Training is to accustom the body to answer the demands for energy automatically and completely. In other words, training raises the bar with which the human body complains of the excessive demands by the skater. you see, the speed of the skater depends upon the availability of energy reserves, the speed with which these reserves are supplied, and the amount of available oxygen for energy conversion. If the body is burning energy at a constant rate, then the lungs and the blood which supply the oxygen will not be stressed too hard and the skater will not be gasping for breath.
All of these processes are accomplished by the human body during the coast and just after the sprint. At this point it is realized that any performance enhancing devices are applied to actually improve the performance of the human body during its coast period. The Dutch skaters, however, train their bodies to use the coast speed and use this speed not as a coasting speed but as a constant speed.
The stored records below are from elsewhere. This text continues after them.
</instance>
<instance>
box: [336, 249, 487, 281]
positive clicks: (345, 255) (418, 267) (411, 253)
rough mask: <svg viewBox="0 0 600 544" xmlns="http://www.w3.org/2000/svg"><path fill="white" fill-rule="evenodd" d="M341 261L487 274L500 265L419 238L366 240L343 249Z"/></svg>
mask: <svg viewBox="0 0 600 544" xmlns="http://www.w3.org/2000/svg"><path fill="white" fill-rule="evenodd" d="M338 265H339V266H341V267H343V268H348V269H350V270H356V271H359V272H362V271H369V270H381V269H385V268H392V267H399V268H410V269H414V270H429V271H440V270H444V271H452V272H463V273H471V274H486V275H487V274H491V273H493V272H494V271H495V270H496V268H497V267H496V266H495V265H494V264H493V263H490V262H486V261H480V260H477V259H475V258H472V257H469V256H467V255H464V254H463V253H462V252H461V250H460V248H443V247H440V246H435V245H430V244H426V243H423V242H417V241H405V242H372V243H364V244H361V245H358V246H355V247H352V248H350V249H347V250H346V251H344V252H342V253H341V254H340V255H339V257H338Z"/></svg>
What am I saying now? I am saying that the Dutch does not use the sprint, coast, scramble method. It uses the sprint, sprint,sprint method; only their sprint is slower than an ordinary sprint, but faster than an ordinary coast. The Dutch speed skater starts, and coasts, and scrambles at about the same speed. Therefore the skater gains time at about that period when the rival skater is coasting, This also forces the rival skater to go faster during his coasting time, thereby consuming more energy than what is required for his scramble time.
Warm-ups are merely warm-ups and do not consist of expending energy at about equal to the amount to be spent for the whole race. Warm-ups tell the body to prepare to make available the energy on demand as it was accustomed to during the training stages. Too much time spent during warm-ups may not be good because warm-ups also spend energy.
When I wrote that Sang Hwa Lee beat the Dutch in their own strategy of the sprint, I merely meant that she started and ended the race with a sprint, no coasting. the Dutch trainers may or may not know this, but all they do is train the skaters to skate at a fast but constant speed.
If one observes closely the lap times with which the Dutch skaters finish each and every lap that they race, it will be noticed that the times are almost the same, proving that their speed is constant all throughout the race. I will have to upload a sample lap time snapshots next time. meantime, consider what I just wrote.
Is the diet of the Dutch responsible for their winning performances in speed skating? I say also that the type of diet helps, and is similar to the Jamaicans sprinting fast on the summer Olympics. It helps on the availability of energy on demand by the body, and may not be applicable on long distance races.